從前她愛哭,但總哭得很安靜。一個人躲着,偷偷摸摸的哭。象小貓嗚咽聲音都不大。更多時候,她只是安靜的流淚,埋着腦袋無聲的哭。悄無聲息到她不拿手抹眼睛,你都看不出她在哭。

這是他第一次見到她這樣大放悲聲,不管不顧近乎歇斯底裏,如是肆意的失态的哭泣。

而這一個向來不愛說話,沉默寡言象個悶嘴葫蘆的人,這個只要緊張,說起話來都要磕巴畏畏縮縮的人,此刻卻語句通暢,語聲流利一點不帶結巴的哭訴,哭訴他帶給她的傷害,哭訴她的後悔。可見這些話在她心裏,一定反反複複被積壓了很久。
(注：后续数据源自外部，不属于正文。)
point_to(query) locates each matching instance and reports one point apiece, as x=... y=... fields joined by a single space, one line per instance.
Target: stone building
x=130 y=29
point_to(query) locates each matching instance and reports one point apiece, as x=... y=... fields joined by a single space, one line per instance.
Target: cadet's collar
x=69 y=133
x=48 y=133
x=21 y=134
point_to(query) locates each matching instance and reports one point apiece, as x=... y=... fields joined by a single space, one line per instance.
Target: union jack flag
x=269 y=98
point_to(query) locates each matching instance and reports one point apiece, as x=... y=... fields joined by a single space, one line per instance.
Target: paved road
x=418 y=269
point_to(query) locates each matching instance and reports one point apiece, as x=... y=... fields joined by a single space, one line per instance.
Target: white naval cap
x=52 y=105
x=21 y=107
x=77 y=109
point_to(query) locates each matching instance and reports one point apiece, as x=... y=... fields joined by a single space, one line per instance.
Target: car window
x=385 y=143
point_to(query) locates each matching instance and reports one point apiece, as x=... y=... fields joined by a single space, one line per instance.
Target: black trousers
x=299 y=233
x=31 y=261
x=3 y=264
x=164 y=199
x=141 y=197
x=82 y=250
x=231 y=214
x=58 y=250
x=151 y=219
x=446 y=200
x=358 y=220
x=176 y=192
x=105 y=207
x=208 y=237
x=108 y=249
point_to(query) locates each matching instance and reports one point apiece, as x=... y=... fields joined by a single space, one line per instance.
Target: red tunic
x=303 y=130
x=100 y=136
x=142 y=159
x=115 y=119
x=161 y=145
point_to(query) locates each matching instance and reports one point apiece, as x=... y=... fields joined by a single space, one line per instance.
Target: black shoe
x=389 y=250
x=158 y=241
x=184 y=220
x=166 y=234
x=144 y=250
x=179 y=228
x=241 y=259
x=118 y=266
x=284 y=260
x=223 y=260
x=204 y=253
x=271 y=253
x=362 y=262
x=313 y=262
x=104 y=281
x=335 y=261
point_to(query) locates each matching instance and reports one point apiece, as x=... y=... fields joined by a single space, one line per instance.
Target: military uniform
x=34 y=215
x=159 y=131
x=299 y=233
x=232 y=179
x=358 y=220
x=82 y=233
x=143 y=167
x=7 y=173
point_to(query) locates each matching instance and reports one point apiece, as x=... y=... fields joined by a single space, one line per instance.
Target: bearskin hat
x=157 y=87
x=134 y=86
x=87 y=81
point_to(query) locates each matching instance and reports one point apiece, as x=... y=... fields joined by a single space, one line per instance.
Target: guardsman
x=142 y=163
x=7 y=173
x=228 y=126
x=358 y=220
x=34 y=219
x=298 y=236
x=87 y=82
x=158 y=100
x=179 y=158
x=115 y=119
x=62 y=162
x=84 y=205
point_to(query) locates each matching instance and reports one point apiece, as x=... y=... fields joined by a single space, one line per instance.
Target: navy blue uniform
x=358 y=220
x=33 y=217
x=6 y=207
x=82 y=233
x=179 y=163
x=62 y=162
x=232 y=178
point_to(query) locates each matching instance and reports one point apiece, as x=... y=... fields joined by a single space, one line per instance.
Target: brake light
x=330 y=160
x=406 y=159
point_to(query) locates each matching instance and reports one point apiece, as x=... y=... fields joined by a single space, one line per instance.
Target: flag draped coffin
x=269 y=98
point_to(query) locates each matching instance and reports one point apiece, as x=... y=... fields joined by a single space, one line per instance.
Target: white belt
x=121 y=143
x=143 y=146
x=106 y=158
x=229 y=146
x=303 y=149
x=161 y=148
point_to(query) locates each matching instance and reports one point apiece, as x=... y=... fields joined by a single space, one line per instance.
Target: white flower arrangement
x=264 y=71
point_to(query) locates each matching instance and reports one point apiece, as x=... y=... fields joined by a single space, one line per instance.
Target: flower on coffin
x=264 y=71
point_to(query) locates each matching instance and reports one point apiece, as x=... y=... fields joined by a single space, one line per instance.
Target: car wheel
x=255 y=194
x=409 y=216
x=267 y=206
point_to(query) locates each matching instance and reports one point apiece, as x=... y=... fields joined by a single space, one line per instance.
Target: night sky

人說,泥人也有三分土性,老實人不發火則已,發作起來就會很可怕。陳遇言這稱不上發火,也并不可怕。沒有人會覺得一個痛苦的,委委屈屈,哭得象個孩子般無助的人可怕。事實上,她哭得實在可憐。

只靜夜裏,她哭的這陣仗确實很大,至少在她這個人身上,祁讓想,這應該是她鮮有情緒激烈的時刻。
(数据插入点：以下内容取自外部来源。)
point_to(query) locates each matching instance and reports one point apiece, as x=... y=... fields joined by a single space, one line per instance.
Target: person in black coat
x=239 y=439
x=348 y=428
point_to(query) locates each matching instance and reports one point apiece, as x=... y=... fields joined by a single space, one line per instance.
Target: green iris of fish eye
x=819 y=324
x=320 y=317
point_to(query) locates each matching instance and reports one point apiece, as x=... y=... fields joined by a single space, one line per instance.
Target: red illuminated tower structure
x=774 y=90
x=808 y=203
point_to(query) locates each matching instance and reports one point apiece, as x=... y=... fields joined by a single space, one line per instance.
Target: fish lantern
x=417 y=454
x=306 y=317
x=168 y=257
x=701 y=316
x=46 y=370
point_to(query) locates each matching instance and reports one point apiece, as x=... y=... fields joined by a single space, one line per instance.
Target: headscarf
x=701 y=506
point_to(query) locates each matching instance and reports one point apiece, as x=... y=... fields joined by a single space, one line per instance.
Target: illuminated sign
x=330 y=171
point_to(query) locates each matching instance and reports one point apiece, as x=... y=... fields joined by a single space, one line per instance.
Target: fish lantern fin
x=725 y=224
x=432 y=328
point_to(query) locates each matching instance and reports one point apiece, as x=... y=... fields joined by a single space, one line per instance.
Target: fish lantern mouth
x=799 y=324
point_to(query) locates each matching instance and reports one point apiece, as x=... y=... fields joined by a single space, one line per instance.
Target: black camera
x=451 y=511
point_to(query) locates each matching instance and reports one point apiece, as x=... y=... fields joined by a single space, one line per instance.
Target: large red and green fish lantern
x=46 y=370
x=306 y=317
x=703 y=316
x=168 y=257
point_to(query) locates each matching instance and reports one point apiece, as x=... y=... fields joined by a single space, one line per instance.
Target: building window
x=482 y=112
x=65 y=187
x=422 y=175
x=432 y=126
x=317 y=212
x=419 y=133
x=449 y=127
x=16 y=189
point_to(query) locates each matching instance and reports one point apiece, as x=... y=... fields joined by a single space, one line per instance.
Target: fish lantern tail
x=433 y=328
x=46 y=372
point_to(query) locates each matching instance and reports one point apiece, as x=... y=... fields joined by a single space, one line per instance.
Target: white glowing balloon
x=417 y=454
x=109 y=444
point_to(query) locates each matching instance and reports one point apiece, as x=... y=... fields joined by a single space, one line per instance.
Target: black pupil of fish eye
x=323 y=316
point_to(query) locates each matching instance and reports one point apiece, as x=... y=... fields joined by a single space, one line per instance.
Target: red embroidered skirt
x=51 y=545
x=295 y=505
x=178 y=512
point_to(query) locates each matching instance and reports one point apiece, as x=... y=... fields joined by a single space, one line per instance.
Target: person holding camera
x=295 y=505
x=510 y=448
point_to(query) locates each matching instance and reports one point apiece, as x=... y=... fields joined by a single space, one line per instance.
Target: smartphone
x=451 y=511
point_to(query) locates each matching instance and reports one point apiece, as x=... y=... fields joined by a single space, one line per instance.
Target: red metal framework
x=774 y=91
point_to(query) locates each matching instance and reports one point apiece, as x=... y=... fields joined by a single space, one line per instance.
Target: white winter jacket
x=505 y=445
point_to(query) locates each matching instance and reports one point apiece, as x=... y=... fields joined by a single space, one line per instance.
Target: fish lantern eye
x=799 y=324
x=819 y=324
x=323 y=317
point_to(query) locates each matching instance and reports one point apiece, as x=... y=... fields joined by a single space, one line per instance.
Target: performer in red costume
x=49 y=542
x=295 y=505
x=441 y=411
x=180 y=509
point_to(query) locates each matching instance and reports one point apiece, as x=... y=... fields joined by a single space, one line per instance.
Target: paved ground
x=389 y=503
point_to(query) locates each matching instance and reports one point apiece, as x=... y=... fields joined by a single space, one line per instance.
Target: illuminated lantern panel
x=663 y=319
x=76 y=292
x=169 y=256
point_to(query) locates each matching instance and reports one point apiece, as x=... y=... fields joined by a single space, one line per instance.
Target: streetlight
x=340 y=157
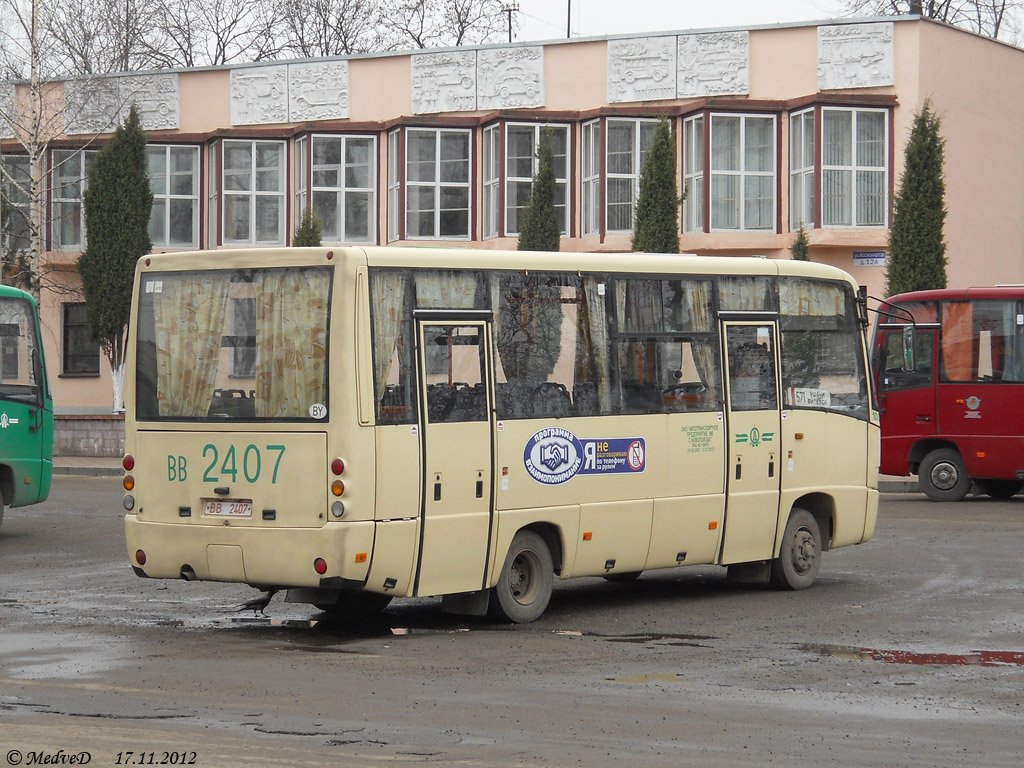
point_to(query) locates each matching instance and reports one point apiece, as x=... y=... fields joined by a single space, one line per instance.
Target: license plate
x=223 y=508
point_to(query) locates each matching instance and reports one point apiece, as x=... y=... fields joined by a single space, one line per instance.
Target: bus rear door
x=754 y=438
x=457 y=448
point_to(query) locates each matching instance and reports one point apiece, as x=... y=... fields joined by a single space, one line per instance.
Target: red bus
x=952 y=409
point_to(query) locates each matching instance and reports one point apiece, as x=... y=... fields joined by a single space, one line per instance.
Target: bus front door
x=754 y=439
x=457 y=448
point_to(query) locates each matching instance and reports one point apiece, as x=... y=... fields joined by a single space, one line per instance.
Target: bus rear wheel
x=799 y=560
x=523 y=588
x=943 y=477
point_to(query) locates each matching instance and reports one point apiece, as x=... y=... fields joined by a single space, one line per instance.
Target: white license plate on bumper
x=224 y=508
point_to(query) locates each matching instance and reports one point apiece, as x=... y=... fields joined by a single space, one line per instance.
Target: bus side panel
x=686 y=530
x=620 y=537
x=827 y=454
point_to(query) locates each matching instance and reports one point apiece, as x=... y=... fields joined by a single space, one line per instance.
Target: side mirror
x=908 y=360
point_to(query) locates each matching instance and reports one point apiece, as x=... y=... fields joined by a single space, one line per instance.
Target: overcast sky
x=545 y=19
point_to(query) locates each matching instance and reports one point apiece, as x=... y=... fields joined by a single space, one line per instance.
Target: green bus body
x=26 y=404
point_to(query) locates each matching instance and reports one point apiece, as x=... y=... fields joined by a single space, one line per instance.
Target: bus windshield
x=233 y=345
x=18 y=375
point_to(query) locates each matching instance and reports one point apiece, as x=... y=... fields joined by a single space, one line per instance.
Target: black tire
x=1000 y=488
x=942 y=476
x=523 y=588
x=356 y=602
x=799 y=559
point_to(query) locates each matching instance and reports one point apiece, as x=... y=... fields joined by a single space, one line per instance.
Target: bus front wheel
x=524 y=584
x=943 y=477
x=799 y=560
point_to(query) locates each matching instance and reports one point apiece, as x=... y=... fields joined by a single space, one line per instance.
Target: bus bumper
x=270 y=557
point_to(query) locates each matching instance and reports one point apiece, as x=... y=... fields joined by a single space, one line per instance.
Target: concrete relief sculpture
x=155 y=95
x=510 y=78
x=641 y=69
x=714 y=64
x=259 y=94
x=91 y=105
x=7 y=117
x=317 y=90
x=856 y=55
x=443 y=82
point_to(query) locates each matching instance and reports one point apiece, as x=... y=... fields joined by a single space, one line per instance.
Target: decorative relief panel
x=259 y=94
x=317 y=90
x=443 y=82
x=641 y=69
x=714 y=64
x=156 y=96
x=510 y=78
x=856 y=55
他黑眸沉沉,看着她哭。連他自己也說不清,現在他心裏是個什麽滋味。這兩年偶爾想到她,對她不糾纏和他分手後的态度,他感覺很滿意。重逢後,她見他象見了鬼,他心中生厭但又覺得這樣也好,她分得清總比還對他有些想法的好。

但現在他明白了,在和他分手後,這個從來沒對他有過任何要求,這個不計回報陪着他,默默喜歡他三年的姑娘,對他,對他們曾有的那段關系,她并不感覺留戀,她感到後悔。
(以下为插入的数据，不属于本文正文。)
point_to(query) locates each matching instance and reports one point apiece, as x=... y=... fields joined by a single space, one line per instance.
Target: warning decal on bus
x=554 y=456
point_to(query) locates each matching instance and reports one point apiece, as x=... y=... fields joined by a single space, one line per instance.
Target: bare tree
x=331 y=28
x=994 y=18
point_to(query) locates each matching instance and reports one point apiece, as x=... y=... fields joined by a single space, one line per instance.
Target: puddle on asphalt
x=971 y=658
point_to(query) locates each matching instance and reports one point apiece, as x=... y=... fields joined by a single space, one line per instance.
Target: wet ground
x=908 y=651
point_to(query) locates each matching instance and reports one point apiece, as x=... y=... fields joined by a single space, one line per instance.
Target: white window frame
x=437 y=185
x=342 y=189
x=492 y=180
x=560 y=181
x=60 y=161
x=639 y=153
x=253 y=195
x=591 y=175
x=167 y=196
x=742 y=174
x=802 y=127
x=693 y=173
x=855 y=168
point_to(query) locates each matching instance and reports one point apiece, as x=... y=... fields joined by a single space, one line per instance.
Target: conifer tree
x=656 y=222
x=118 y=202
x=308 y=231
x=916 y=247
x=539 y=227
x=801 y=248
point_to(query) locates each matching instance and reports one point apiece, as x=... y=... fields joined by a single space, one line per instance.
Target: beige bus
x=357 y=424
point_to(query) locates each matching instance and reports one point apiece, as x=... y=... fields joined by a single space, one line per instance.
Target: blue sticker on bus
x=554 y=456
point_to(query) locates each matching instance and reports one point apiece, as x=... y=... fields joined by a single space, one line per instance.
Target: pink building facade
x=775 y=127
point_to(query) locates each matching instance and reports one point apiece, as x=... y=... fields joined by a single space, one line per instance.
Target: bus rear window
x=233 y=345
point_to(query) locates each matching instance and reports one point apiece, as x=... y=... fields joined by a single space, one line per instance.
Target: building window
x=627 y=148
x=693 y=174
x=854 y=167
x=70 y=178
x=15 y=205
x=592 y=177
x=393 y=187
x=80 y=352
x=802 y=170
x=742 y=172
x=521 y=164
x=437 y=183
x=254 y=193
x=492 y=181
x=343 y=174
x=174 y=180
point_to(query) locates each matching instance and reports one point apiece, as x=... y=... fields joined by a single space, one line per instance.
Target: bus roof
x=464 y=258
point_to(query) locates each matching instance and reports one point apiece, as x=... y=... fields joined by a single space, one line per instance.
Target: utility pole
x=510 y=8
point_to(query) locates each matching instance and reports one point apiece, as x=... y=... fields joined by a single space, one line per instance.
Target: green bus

祁讓咬着煙,心情複雜的望着哀哀哭泣的女人。她說她很後悔,而在這一刻裏,他其實也感覺到後悔。

也許當初他不該招惹她,他早該意識到,太老實的姑娘本來就不是玩咖,當然也玩不起。一場游戲一場夢,走腎不走心确實不适合陳遇言。

祁讓沉默着,一言不發。直到陳遇言哭到抽噎,紮着腦袋開始一抽一抽的,哭聲明顯慢下來。他才吐掉嘴裏的煙走上前,一把将她整個抱起來。

已經哭得有些脫力的陳遇言,馬上又變得激動。她掙動着拼力搖頭,打着哭嗝急道:

“我不要去你家,我不要睡你的床!”

她不無孩氣的說,小獸般叫嚷:

“你放開我,你放開,放開,你放開啊……”她嗓子已經嘶啞,帶着濃厚的鼻音,有點豁出去的意味。

祁讓站着不動,他唇角緊抿,把她死死摁在懷裏。

舉凡認識他的人,大概沒有一個會說他是個好脾氣的男人。恰恰相反,怵他的人特別多。他真發起脾氣來,就連發小李凱也怕他。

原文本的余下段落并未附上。